Another old garden plant, flavescens, is similarly almost certainly of hybrid origin. It seldom sets seed and is quite distinct from I. imbricata, with which it has been confused. The latter is a plant from the south-western shores of the Caspian, and was once grown at Kew under the name of obtusifolia. The flowers are of a curious greenish yellow, sometimes streaked with purple, and the spathes are very large, green and inflated. In cultivation a purple-flowered form of it has appeared. Neither flavescens nor imbricata are found growing wild in the Balkans.
I. kashmiriana is a difficult plant to flower in this country. It wants a thorough roasting in summer, and has a purple counterpart, which seldom finds its way beyond the borders of Kashmir. The white form is used for decorative purposes by the natives, as is also albicans, and the purple form is as neglected as I. Madonna.
The so-called plicata can hardly be a wild species. It does not come true from seed, and it is not known to occur in the wild state anywhere. It seems rather to be a seedling or hybrid of I. pallida and is, in fact, a pallida in which there is some factor which prevents the purple colour from spreading all over the segments of the flower. The colour is confined to the veins and usually to the extremities of the veins near the circumference of the petals.
In Asia Minor and in the hill country to the north of Mesopotamia there are undoubtedly several little-known or unknown species of Bearded Iris. Specimens have occasionally been in cultivation, but never apparently for very long, nor has anyone tested their validity as species by raising them from seed. Moreover, the specimens seem always to have come from inhabited areas and not from regions in which it was obvious that they were wild plants. Probably, now that we are once more at peace with Turkey, it will be possible to obtain further specimens and to decide how many species there are.
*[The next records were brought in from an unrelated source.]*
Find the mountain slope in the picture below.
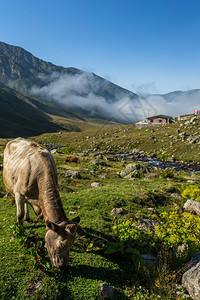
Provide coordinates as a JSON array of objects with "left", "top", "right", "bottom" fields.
[
  {"left": 0, "top": 83, "right": 65, "bottom": 137},
  {"left": 0, "top": 41, "right": 138, "bottom": 123},
  {"left": 0, "top": 41, "right": 137, "bottom": 102},
  {"left": 160, "top": 89, "right": 200, "bottom": 103}
]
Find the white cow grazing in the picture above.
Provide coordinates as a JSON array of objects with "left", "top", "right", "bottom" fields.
[{"left": 3, "top": 137, "right": 80, "bottom": 270}]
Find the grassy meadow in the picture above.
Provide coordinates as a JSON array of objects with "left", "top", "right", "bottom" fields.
[{"left": 0, "top": 118, "right": 200, "bottom": 299}]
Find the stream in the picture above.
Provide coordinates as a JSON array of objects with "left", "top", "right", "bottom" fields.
[{"left": 114, "top": 153, "right": 200, "bottom": 173}]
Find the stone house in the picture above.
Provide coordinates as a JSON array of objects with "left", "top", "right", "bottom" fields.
[
  {"left": 135, "top": 114, "right": 172, "bottom": 129},
  {"left": 146, "top": 114, "right": 172, "bottom": 124}
]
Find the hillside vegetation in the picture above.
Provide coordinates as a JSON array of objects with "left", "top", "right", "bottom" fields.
[
  {"left": 32, "top": 114, "right": 200, "bottom": 163},
  {"left": 0, "top": 116, "right": 200, "bottom": 299}
]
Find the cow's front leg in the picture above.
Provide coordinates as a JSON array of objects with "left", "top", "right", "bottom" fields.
[
  {"left": 15, "top": 192, "right": 26, "bottom": 225},
  {"left": 24, "top": 203, "right": 31, "bottom": 222}
]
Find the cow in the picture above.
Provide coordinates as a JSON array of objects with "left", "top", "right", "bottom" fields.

At present the claims of I. trojana to specific rank seem undeniable. It has a tall branching stem, long, narrow pointed buds and comparatively narrow foliage. It is supposed to have reached the Vienna Botanic Garden from the neighbourhood of Troy, but it is obvious that a plant from such a locality might not necessarily have been a native of it if, as now seems probable, Irises were in cultivation as garden plants when Minos reigned at Cnossus in Crete about 1600 B.C. However, I. trojana seeds readily and reproduces itself with those slight variations in the tone of colour in the flower which we expect to find when raising a species from seed. It is probably to I. trojana that we owe the tall, branching habit of many of the newer hybrids. W.R.D.